Shopping Cart
    items

      September 17, 2018HymnJoseph Fasano

      Nec vitia nostra nec remedia pati possumus
      —Livy

      We are like strangers in the wild places. We watch
      the deer swinging the intricate velvet from its antlers, never knowing
      we are only as immense as what we shed in the dance.
       
      The bride and bridegroom stand at the altar. Each thing
      learned in mercy has a river in it. It holds the cargo
      of a thousand crafts of fire that went down at evening.
       
      We can neither endure our misfortunes nor face
      the remedies needed to cure them. The fawns move
      through the forest, and we move through the ruins of the dance.
       
      Like Job, the mourner lays his head on the cold oak
      of the table. His heart is a hundred calla lilies
      under the muck of the river, opening before evening.
       
      We think there is another shore. We stand with the new life
      like a mooring rope across our shoulders, never guessing
      that the staying is the freightage of the dance.
       
      Orpheus turned to see his Eurydice gone. The Furies tore him
      into pieces. The sun, he said, I will worship the sun.
      But something in his ruin cried out for evening, evening, evening.
       
      The wrens build at dusk. Friends, I love their moss-dressed
      nests twisting in the pitch of the rafters, for they have taught me
      that the ruins of the dance are the dance.

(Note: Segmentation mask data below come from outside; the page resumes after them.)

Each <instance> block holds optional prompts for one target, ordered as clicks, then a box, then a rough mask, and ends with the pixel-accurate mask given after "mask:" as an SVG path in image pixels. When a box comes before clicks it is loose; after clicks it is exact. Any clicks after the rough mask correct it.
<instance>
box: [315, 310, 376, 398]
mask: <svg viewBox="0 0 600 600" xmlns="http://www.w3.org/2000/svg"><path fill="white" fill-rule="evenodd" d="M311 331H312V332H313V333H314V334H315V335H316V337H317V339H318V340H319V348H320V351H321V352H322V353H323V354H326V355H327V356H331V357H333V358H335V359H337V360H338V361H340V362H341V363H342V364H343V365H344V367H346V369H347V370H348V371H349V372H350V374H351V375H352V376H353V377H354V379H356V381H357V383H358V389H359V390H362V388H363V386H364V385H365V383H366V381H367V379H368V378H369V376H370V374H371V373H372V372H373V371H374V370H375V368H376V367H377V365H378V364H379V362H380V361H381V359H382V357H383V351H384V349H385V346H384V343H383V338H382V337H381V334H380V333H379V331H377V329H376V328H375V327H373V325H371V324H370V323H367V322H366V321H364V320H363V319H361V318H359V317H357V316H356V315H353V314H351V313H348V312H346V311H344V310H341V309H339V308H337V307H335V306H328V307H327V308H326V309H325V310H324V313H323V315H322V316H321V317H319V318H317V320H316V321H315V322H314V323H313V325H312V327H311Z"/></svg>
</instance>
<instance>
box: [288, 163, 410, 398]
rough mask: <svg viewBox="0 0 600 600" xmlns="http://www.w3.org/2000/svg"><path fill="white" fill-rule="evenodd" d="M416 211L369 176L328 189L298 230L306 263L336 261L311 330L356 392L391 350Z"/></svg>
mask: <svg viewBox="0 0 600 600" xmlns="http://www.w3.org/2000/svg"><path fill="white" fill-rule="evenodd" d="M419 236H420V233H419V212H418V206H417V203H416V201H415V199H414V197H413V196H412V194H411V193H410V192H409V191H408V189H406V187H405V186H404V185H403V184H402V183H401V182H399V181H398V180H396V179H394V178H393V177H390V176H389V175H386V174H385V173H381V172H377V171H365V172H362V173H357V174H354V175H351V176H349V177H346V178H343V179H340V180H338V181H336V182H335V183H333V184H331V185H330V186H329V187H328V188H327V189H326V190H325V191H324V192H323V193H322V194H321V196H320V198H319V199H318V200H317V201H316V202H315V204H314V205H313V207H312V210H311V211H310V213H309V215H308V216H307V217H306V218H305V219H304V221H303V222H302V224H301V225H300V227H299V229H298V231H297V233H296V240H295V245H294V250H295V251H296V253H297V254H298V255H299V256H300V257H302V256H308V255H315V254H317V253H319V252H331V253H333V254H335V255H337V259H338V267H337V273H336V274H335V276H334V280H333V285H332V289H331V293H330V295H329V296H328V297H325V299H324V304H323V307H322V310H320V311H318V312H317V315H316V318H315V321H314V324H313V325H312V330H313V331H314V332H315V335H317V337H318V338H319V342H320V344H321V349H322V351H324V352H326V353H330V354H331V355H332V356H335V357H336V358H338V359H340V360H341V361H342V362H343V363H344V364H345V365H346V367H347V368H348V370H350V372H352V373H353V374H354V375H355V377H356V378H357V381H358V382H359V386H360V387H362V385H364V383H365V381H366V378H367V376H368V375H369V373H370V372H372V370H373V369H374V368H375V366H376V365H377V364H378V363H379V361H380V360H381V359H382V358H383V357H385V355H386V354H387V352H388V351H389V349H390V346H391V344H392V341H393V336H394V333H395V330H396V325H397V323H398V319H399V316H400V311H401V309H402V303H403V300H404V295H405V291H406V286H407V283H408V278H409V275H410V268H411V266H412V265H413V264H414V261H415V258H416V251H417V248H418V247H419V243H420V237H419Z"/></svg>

      from #60 - Summer 2018

      Joseph Fasano

      “This poem was written in response to Robert Bly’s experiments with the Arabic ghazal form. I gave myself two laws: the odd-numbered stanzas must end with the word ‘dance,’ the even-numbered stanzas with ‘evening’; and the final stanza must include a direct address. The other laws, as always, refuse to tell me what they are.”